Feb. 26 2002 11:30 AM



Dear Nell,

For all its spare beauty, I did not love "Relay"—the little chapter about Keats that Elizabeth Cook has clipped on to her Achilles. And yet it is worthwhile I suppose to remind us how much of our culture is a relay, and how many times this particular baton has been passed from writerly hand to writerly hand. I did not know that the Achillea that grows in my garden takes its name from the great hero, who reputedly discovered its virtues as a child learning botany at the hooves of Chiron. All of Western culture, gardens of the soil and gardens of the mind, seem to have been fertilized by this particular story. I say fertilized, but sometimes, in bleak times, I think poisoned might be a more accurate description.

A photographer friend of mine has an ongoing project, documenting his own family from grandparents to newborns. Recently he decided to make a record of his children's toys. He says that when he collected and piled up all the various weapon-related toys amassed by his 10-year-old son, the extent of it about equaled in scale the recent haul from the PLO ship intercepted by the Israelis.

I mention this because it is intensely bothersome to me that so much of the Western canon is so violent. I want to share these fundamental stories with my son at the same time that I want to redirect the circuits in his hardwiring that make him, when we are walking quietly in the countryside, pick up a bent stick and start shooting imaginary bad guys.

Our culture marinates us in cruelty. Here, for instance, is Cook on Achilles' mutilation of Hector's corpse: "He has threaded a strap through Hector's ankles, thonging them together like fish to be carried. Then he hooks this thong to his car and drags the body, nose bumping down, through the dust." And of the 12 Trojans, randomly captured alive to die later as offerings on his lover's funeral pyre, while others are hacked into the river until it is "A thick, stinking soup; so full of bodies of men and horses, bits of limbs and pikes, mashed hide of shields, it can hardly move."

Where does this come from, this ability to imagine the soft tissues of the human body and all the hurts that can be inflicted with iron and fire, instruments blunt and sharp? Cook has clearly thought much about anatomy. Her description of Thetis sifting through the ashes of her son's funeral pyre is ghastly in its beauty: "She sets to work like a gleaner, her bare feet paddling in the soft dust, winnowing the ashes with her hands. ... She holds the twelve long bones of his body across her arms like wands of peeled wood. they are curiously light now the fire has sucked out their moisture. ... Now she collects the ribs like a precious bundle of kindling....she keeps the skull; tucks it into the front of her robe as if she were suckling it."

We are not the only animal that mourns; apes do, and elephants, and dogs.
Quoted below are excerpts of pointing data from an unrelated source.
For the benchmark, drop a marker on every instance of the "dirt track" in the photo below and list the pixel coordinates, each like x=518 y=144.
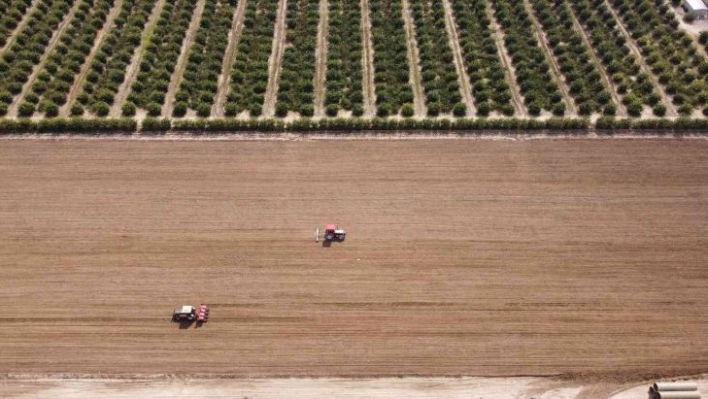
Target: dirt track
x=463 y=257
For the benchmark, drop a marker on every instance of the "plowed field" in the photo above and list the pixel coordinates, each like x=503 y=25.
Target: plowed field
x=463 y=257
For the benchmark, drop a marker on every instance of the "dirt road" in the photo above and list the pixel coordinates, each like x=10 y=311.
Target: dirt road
x=463 y=257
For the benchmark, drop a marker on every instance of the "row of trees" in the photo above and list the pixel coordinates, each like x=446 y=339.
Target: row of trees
x=160 y=57
x=670 y=53
x=11 y=13
x=109 y=65
x=481 y=57
x=26 y=51
x=344 y=52
x=201 y=76
x=296 y=85
x=54 y=82
x=533 y=74
x=610 y=44
x=582 y=76
x=249 y=75
x=438 y=74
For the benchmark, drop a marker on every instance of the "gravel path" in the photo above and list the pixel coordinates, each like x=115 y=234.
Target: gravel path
x=13 y=108
x=464 y=79
x=276 y=60
x=555 y=70
x=321 y=57
x=79 y=81
x=134 y=66
x=367 y=61
x=414 y=63
x=224 y=79
x=665 y=99
x=178 y=75
x=516 y=99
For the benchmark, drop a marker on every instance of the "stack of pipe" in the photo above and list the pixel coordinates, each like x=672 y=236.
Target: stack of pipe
x=674 y=390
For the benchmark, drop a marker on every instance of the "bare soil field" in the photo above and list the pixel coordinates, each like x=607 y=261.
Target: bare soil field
x=486 y=258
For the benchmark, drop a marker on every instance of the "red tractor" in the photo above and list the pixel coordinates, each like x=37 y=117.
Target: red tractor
x=331 y=233
x=188 y=313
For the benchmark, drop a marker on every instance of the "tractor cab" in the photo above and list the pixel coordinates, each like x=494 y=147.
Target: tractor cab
x=185 y=313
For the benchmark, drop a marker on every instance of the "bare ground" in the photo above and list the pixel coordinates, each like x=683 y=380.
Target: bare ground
x=611 y=88
x=13 y=35
x=12 y=110
x=276 y=60
x=463 y=78
x=414 y=63
x=225 y=77
x=516 y=99
x=555 y=70
x=665 y=99
x=79 y=82
x=321 y=59
x=334 y=388
x=367 y=61
x=464 y=257
x=181 y=66
x=134 y=66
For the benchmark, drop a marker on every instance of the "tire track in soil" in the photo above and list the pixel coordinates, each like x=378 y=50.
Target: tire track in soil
x=367 y=61
x=321 y=58
x=276 y=60
x=134 y=67
x=25 y=18
x=621 y=109
x=13 y=108
x=224 y=78
x=670 y=108
x=462 y=76
x=516 y=98
x=176 y=78
x=414 y=62
x=555 y=70
x=79 y=82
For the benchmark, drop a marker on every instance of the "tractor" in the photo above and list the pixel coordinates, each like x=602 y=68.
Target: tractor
x=331 y=233
x=188 y=313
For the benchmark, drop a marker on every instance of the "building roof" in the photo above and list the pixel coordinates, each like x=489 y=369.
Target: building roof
x=696 y=5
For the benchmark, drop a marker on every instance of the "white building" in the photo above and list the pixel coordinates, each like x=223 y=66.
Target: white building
x=698 y=7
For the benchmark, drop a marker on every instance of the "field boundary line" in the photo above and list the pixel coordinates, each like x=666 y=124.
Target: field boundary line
x=25 y=18
x=454 y=39
x=176 y=78
x=134 y=66
x=621 y=108
x=367 y=60
x=670 y=108
x=13 y=108
x=555 y=70
x=414 y=62
x=275 y=62
x=321 y=58
x=228 y=62
x=79 y=82
x=516 y=98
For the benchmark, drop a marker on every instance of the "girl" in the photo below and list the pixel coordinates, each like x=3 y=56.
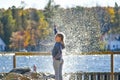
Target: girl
x=57 y=54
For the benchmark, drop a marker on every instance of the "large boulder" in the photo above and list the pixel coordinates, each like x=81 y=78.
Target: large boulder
x=15 y=76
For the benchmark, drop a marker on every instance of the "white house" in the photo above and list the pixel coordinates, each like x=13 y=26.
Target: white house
x=2 y=45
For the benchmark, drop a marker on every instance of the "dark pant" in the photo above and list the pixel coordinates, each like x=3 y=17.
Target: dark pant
x=57 y=64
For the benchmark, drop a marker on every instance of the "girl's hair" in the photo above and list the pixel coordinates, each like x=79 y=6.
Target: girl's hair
x=62 y=39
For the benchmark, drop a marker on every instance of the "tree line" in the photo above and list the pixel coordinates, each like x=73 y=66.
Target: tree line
x=24 y=28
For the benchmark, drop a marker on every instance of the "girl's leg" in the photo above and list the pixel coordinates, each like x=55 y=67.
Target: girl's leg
x=60 y=69
x=56 y=65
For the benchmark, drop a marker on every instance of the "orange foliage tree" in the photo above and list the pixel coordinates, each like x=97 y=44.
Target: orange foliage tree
x=31 y=35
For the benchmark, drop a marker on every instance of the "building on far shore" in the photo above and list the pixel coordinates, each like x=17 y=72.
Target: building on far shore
x=112 y=42
x=2 y=45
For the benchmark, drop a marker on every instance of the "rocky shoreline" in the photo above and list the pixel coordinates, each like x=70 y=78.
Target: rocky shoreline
x=27 y=74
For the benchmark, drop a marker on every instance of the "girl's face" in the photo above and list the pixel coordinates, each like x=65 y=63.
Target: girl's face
x=58 y=39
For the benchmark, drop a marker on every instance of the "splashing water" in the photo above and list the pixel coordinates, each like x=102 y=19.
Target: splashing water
x=81 y=30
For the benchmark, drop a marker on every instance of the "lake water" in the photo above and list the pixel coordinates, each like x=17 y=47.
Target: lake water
x=72 y=63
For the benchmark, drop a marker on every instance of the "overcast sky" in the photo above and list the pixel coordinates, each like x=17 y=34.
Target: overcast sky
x=40 y=4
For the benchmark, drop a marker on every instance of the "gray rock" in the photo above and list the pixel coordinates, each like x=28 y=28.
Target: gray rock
x=20 y=70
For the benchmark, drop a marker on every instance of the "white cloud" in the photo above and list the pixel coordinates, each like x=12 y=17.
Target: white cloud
x=40 y=4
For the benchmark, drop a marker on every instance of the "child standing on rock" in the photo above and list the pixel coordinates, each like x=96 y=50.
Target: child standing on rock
x=57 y=54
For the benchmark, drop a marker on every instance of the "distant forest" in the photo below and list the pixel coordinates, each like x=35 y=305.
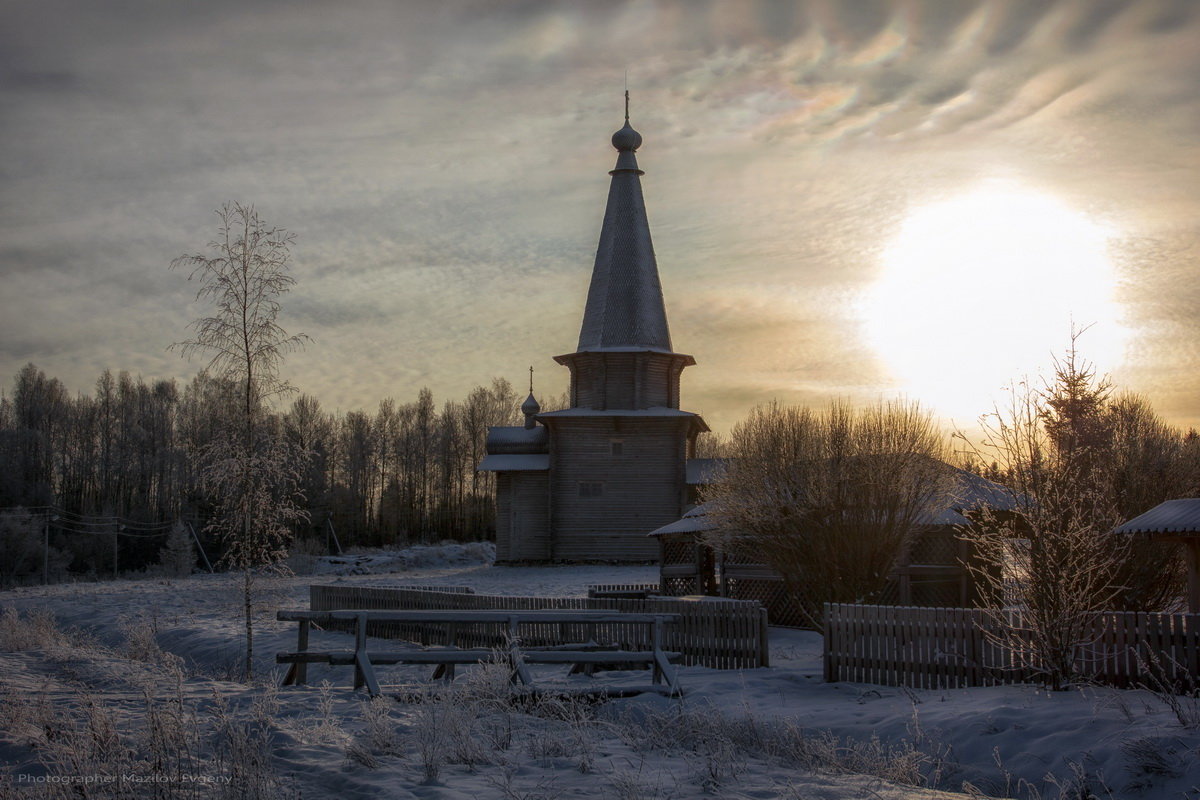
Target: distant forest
x=131 y=450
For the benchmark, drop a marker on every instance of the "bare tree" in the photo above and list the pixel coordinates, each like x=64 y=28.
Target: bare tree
x=829 y=499
x=252 y=473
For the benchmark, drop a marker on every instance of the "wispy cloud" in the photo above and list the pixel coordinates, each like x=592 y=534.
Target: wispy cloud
x=444 y=168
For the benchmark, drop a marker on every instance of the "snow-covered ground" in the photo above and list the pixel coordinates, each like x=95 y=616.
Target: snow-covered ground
x=778 y=732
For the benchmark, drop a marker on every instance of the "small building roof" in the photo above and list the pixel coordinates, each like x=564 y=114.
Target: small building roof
x=694 y=522
x=702 y=471
x=1171 y=517
x=655 y=410
x=515 y=463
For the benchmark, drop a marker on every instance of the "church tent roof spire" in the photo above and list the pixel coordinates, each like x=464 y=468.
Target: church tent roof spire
x=625 y=308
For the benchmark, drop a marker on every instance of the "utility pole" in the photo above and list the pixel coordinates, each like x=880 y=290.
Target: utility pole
x=46 y=549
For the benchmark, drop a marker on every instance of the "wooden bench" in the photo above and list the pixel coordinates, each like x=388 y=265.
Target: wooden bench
x=582 y=656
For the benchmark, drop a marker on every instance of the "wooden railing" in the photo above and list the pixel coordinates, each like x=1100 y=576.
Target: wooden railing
x=712 y=632
x=943 y=648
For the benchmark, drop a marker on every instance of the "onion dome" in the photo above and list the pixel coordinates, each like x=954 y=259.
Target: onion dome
x=627 y=138
x=529 y=408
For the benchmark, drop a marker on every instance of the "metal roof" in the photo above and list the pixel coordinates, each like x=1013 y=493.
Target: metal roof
x=515 y=463
x=625 y=307
x=693 y=522
x=1170 y=517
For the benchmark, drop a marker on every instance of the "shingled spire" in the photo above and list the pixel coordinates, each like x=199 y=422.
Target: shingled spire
x=624 y=308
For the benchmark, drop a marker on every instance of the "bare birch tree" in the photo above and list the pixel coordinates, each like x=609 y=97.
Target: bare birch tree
x=252 y=473
x=829 y=499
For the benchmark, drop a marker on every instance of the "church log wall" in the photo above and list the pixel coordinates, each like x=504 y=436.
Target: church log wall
x=640 y=489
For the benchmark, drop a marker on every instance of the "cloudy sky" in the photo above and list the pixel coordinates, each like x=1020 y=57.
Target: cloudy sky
x=849 y=198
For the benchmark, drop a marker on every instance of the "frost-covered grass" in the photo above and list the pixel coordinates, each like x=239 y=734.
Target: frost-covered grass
x=130 y=678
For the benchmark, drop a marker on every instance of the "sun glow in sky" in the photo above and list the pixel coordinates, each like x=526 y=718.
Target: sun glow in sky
x=984 y=288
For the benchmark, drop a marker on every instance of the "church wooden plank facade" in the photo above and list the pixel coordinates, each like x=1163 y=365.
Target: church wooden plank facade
x=588 y=482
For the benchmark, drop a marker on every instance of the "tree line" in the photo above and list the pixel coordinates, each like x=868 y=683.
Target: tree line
x=132 y=449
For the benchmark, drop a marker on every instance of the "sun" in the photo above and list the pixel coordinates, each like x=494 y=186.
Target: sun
x=982 y=289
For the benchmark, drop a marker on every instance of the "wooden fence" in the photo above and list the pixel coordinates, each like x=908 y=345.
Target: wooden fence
x=945 y=648
x=712 y=632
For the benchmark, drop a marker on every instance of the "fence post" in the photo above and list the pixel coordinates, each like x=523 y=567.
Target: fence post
x=763 y=639
x=46 y=551
x=826 y=636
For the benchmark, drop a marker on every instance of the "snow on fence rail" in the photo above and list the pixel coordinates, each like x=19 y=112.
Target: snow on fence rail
x=623 y=590
x=712 y=632
x=946 y=648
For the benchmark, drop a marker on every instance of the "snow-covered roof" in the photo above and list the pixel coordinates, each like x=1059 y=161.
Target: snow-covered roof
x=517 y=439
x=657 y=410
x=515 y=463
x=1170 y=517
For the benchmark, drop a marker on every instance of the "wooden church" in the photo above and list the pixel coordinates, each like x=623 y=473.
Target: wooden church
x=588 y=482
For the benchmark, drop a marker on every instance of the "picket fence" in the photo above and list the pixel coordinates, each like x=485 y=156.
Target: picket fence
x=947 y=648
x=712 y=632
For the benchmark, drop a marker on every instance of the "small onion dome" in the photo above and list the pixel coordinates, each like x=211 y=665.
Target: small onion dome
x=531 y=408
x=627 y=138
x=531 y=405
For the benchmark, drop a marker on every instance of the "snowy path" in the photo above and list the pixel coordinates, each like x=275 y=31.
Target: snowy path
x=993 y=738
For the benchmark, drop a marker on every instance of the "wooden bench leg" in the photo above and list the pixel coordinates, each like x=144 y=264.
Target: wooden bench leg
x=299 y=672
x=364 y=673
x=516 y=659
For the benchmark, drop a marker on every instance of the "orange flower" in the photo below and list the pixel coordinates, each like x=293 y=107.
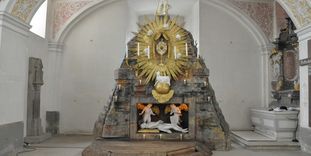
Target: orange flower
x=140 y=106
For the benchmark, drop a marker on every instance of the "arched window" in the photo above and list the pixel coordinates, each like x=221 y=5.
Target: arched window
x=38 y=21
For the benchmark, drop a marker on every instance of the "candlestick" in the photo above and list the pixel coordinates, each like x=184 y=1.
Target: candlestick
x=138 y=48
x=186 y=49
x=148 y=52
x=175 y=53
x=126 y=52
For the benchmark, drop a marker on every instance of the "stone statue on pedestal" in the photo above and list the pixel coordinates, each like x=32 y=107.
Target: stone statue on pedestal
x=35 y=81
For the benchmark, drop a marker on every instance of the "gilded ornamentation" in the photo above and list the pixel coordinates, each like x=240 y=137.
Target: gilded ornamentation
x=23 y=8
x=301 y=9
x=162 y=51
x=162 y=98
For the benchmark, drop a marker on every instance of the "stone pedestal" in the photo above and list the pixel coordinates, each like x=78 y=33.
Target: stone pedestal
x=35 y=81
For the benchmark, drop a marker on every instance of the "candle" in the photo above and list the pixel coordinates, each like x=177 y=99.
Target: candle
x=175 y=53
x=148 y=52
x=186 y=49
x=126 y=52
x=138 y=48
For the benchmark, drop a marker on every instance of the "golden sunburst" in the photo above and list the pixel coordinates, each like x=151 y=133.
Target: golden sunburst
x=153 y=56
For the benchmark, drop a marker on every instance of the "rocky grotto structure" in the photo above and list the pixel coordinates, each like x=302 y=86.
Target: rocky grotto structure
x=163 y=91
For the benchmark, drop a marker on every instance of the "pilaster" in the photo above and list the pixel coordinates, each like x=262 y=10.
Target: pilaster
x=304 y=35
x=13 y=78
x=266 y=75
x=55 y=58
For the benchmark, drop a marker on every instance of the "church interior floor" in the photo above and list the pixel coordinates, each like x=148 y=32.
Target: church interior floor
x=73 y=145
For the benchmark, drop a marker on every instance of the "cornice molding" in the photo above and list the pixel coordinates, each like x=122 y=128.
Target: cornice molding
x=304 y=33
x=55 y=47
x=12 y=23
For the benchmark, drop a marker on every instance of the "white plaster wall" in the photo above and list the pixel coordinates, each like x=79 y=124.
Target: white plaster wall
x=93 y=50
x=233 y=57
x=13 y=69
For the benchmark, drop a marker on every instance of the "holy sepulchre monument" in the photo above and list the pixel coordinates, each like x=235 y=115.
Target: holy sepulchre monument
x=155 y=77
x=162 y=92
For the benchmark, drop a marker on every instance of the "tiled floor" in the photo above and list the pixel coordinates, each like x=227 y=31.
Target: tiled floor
x=74 y=145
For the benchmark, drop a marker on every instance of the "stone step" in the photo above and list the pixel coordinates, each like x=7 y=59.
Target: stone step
x=252 y=140
x=182 y=151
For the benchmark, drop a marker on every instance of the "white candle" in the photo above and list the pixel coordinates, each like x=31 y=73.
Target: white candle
x=138 y=48
x=186 y=49
x=126 y=52
x=148 y=52
x=175 y=52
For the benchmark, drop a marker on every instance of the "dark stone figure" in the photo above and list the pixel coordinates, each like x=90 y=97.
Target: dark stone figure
x=35 y=81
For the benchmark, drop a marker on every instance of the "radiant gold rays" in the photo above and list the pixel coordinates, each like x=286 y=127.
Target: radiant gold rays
x=170 y=63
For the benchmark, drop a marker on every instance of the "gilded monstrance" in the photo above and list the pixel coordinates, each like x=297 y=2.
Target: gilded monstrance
x=161 y=54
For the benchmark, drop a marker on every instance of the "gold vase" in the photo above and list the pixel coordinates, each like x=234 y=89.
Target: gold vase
x=162 y=88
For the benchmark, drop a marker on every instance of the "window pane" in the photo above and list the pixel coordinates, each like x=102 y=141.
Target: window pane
x=38 y=21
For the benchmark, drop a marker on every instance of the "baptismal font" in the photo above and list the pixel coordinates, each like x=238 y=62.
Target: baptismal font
x=162 y=90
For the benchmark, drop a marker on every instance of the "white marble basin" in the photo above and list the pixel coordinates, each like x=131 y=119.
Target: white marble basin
x=280 y=126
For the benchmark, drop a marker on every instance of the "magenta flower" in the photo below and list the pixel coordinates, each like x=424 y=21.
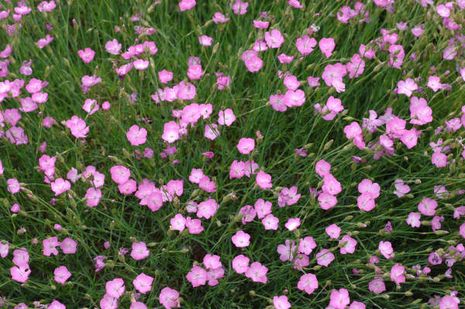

Yet we are the only one that tortures. Sometimes I want to have a mental book burning that would scour my mind clean of all the filthy visions literature has conjured there. But how to do without TheIlliad? How to do without Macbeth? Even the classics that we read to our young children are full of wolves' fangs and burning ovens and bloody feet and ice shards piercing hearts. Even the New Testament climaxes with an act of unspeakable torture. Might as well just read to our kids from the Amnesty Annual Report and be done with it.

And that, I suppose, is the worth of it. It is who we are. A cruel species who will—a couple of millennia after Troy—behead a journalist simply because he is a Jew.